European scientists indicate the disease invaded France, and possibly Italy, by December, though at the time, it was thought to be a regular flu.

Most controversially, a new study by three vaccine researchers published in Cambridge University’s QRB Discovery journal points to a segment in the virus’ genetic code they say may have been engineered in a lab. They argue that the addition is what makes the virus contagious to humans, besides wild animals like bats.

These leads need to be investigated, but instead they’re being denounced as conspiracy theories. Not just by the Chinese, but by scientists from prestigious American universities.

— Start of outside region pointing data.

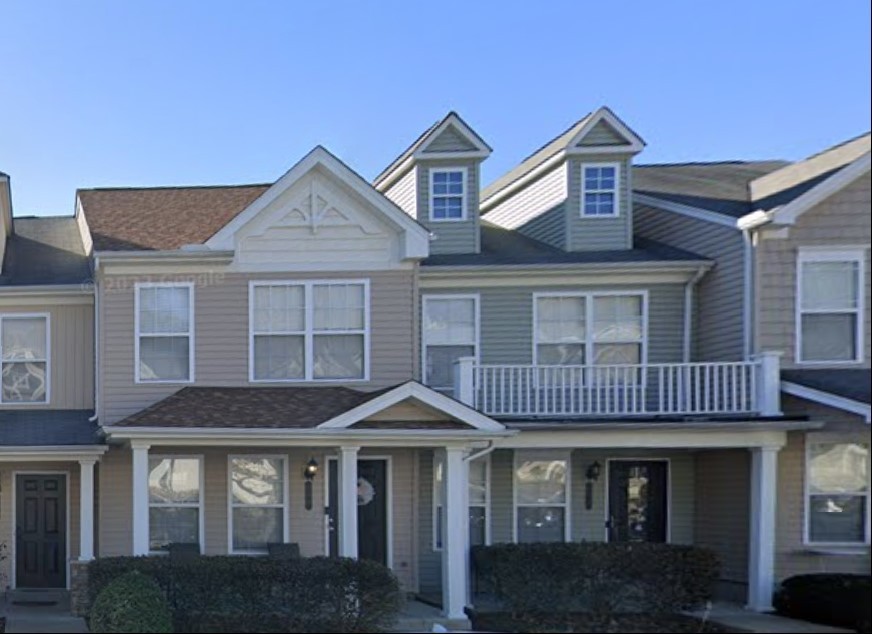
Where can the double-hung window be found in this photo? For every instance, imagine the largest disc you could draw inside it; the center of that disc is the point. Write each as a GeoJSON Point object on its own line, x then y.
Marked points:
{"type": "Point", "coordinates": [830, 306]}
{"type": "Point", "coordinates": [600, 189]}
{"type": "Point", "coordinates": [448, 194]}
{"type": "Point", "coordinates": [450, 332]}
{"type": "Point", "coordinates": [541, 496]}
{"type": "Point", "coordinates": [589, 329]}
{"type": "Point", "coordinates": [164, 333]}
{"type": "Point", "coordinates": [175, 501]}
{"type": "Point", "coordinates": [24, 349]}
{"type": "Point", "coordinates": [309, 331]}
{"type": "Point", "coordinates": [837, 488]}
{"type": "Point", "coordinates": [258, 501]}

This team of Beijing apologists has been at it for a while.

On Feb. 19, even before the lockdowns began, scientists from the University of Chicago, Emory University and other institutions signed a letter in Lancet supporting WHO Director-General Tedros Adhanom Ghebreyesus’ call for “unity” with Beijing and condemning any research “suggesting that COVID-19 does not have a natural origin.”

They “overwhelmingly conclude that this coronavirus originated in wildlife.” How could they have known so soon, with so much yet to research?

The EcoHealth Alliance likewise blasted the hypothesis of a lab-engineered genetic component as “the latest chapter in a tale of blame, misinformation and finger-pointing” and warned it would become a platform for “posturing against China,” including through “trade sanctions and even reparations.”

ABC News’ medical correspondents claimed that “virologists around the globe have fiercely debunked” the theory. Many attacked it, for sure, but hardly disproved it definitively.

Francis Collins, head of the National Institutes of Health, and scientists writing a critique in the journal Nature Medicine argue that “if the new coronavirus had been manufactured in a lab, scientists most likely would have used the backbones of coronaviruses already known to cause serious diseases in humans” rather than inventing something new.

“Most likely?” That’s a guess, not proof.

True, infectivity can be the result of naturally occurring mutations. Scripps Research virologists reported on June 12 that the COVID-19 virus now circulating in the United States has mutated to be more contagious.

Bottom line: We need scientists to be scientists, not political censors.

Betsy McCaughey is a former lieutenant governor of New York, the chairwoman of the Committee to Reduce Infection Deaths and author of the forthcoming book “The Next Pandemic.”